Mon ami François me demande toujours : « tu ne t’ennuies pas sur le bateau ? ». Non, je ne m’ennuie pas. J’ai toujours quelque chose à faire. Ne serait-ce que contempler la nature. Et si je n’ai vraiment rien à faire, je rêvasse. Mais cette année, j’ai une nouvelle activité : j’apprends le breton.

Tout a commencé avec la danse. C’était en 2012, j’avais assisté à un spectacle d’Alan Stivell à l’Olympia et avais regardé, médusée, la salle danser en ronde ouverte entre les fauteuils. A la rentrée suivante, j’étais inscrite au cours de danse débutant à la Mission bretonne, le haut-lieu de la culture bretonne à Paris. Depuis l’envie de la danse ne m’a pas quittée.

Gavottes, ridées mais aussi andro et hanter dro.
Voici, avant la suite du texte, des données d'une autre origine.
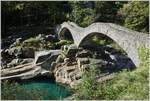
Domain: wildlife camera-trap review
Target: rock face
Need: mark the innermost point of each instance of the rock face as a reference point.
(24, 71)
(46, 58)
(76, 61)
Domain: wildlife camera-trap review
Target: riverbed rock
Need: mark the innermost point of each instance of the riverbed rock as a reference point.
(84, 53)
(72, 50)
(28, 52)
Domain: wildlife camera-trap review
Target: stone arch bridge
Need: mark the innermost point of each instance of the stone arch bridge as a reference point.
(127, 39)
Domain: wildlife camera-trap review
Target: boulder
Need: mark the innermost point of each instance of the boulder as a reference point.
(46, 58)
(72, 50)
(82, 61)
(59, 59)
(28, 52)
(84, 53)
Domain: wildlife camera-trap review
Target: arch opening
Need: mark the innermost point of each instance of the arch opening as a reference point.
(65, 34)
Avec les premiers cours de danse, quelques mots de breton sont devenus familiers à mon oreille. Puis dans les fest-noz, ces bals populaires où l’on danse sur des airs traditionnels, j’ai découvert les rondes dansées et le chant breton.

J’ai toujours eu le goût des langues : anglais, russe, même le latin m’avait passionnée au lycée. Adulte, j’ai rêvé d’apprendre l’italien. Mais sans chance aucune de le parler au quotidien, c’était peine perdue. J’ai donc décidé d’apprendre le breton et de faire ainsi un pas supplémentaire dans la découverte de la culture bretonne. Mes amis bretonnants, attendez-vous à ce que je vous casse les pieds à la rentrée pour la pratique.J’ai acheté la méthode Assimil et Jacques, soucieux de protéger sa tranquillité, m’a offert un casque haut de gamme pour que je puisse écouter et ré-écouter les dialogues enregistrés. Je consacre près d’une heure à ma leçon quotidienne et je ne saute pas de jour. Je recopie les dialogues dans un cahier, je consigne le vocabulaire, j’apprends les conjugaisons et les déclinaisons des prépositions. Le breton est une langue celtique, elle a des côtés exotiques pour moi et je découvre des catégories grammaticales inconnues.

Au début, je ne retenais presque rien mais petit à petit mon cerveau s’est dérouillé. Je répète en boucle les dialogues et j’ai l’air de parler toute seule. C’est le cas d’ailleurs et Jacques commence à s’y habituer maintenant que nous en sommes à notre troisième année de vie sur le bateau. Au début il pensait que je lui parlais tout le temps. En fait non, je me parle à moi-même. Sans risque de contradiction.

La leçon finie, je garde le casque sur la tête et j’écoute Beethoven ou Schubert ou Verdi, pour l’italien. Et je contemple la nature.